Increased estrogen levels increase the risk of breast cancer.

36
Q

The removal of the entire lesion.

A

excisional biopsy

37
Q

Similar to a fine needle biopsy but using a larger gauge needle to aspirate a core of tissue from the breast mass. The pathologist then examines the tissue histologically. It offers a more definitive histologic diagnosis compared with Fine needle biopsy

A

core needle biopsy

38
Q

Using a small-gauge needle attached to a syringe where blood or tissue is collected from a suspicious tissue in the breast. This material is prepared on slides for cytologic evaluation. Can also be used with ultrasound guidance to confirm the disease status in the axilla

A

fine needle biopsy

39
Q

Explain what DCIS is:

A

Ductal carcinoma in situ.

It is confined to the preexisting duct system of the breast without penetration of the basement membrane and invasion of surrounding tissues on microscopic examination.

40
Q

What are the two most common types of invasive breast cancers?

A

Invasive ductal carcinoma (also called infiltrating ductal carcinoma) and Invasive lobular carcinoma

41
Q

What age group has the worst prognosis for breast cancer?

A

younger age (under 35 in age)

42
Q

What are triple-negative breast cancers?

A

Breast cancers that are ER negative(estrogen receptor), PR negative (Progesterone receptor), and HER2 negative (human epidermal growth factor receptor 2). Triple negative breast cancers are more aggressive than breast cancers with positive receptors because there is a lack of targeted treatment. For example, if the cancer grows in the presence of estrogen, then the cancer can be targeted with anti- estrogen treatment therapy.

43
Q

Explain what a sentinel node biopsy is and how is it used in the diagnoses of breast cancer.

A

A blue dye, radioactive substance is injected near the tumor site.

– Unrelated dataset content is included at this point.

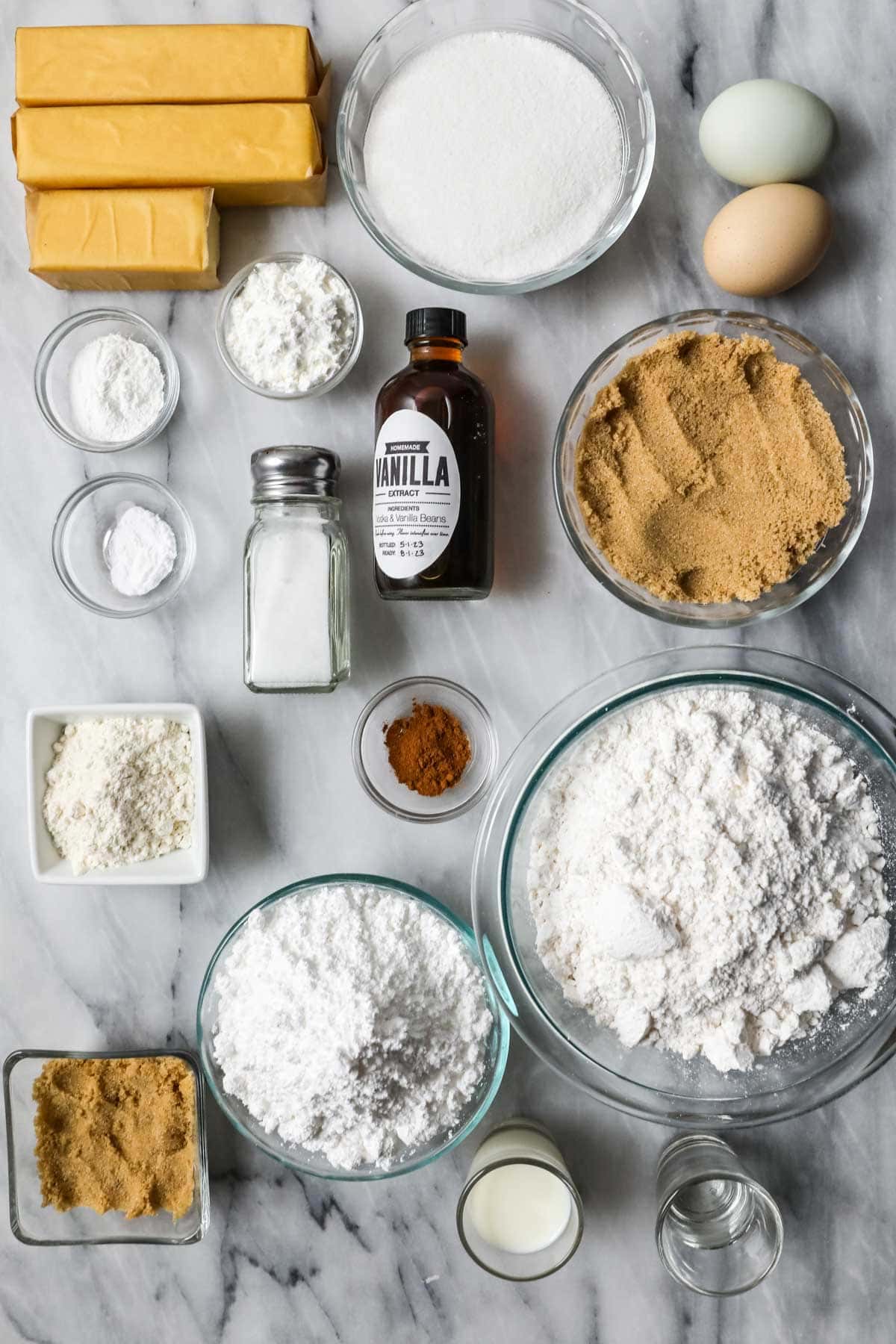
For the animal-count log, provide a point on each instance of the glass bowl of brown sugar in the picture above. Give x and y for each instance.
(425, 749)
(667, 517)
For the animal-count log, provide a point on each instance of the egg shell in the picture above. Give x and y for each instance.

The tracer enters the lymphatic channels and flows to the lymph nodes that are first in line to receive the drainage from the tumor. The node is then more easily identified by the surgeon so it can be removed and examined for cancer cells. If there are no cancer cells present, an axillary lymph node dissection may not be necessary. For patients with 3 or more nodes, axillary dissection is generally recommended.

44
Q

Explain what BRCA1 and BRCA2 are and their relationship to Breast cancer

A

BRCA1 and BRCA2 are tumor suppresser genes that repair damaged DNA to help prevent malignant tumors. Sometimes these genes become mutated and do not function properly. Gene mutations of the BRCA1 and BRCA2 are inherited. Women with these mutations are at a very high risk of development of breast cancer. Risk is 60% by age 70 if carrier of the BRCA1 gene mutation and 55% risk if carrier of BRCA2 gene mutation. Also increase risk for men.

45
Q

In patients with BRCA1 and BRCA2 mutations, Prophylactic mastectomies reduce the risk of development of breast cancer by __________ percent.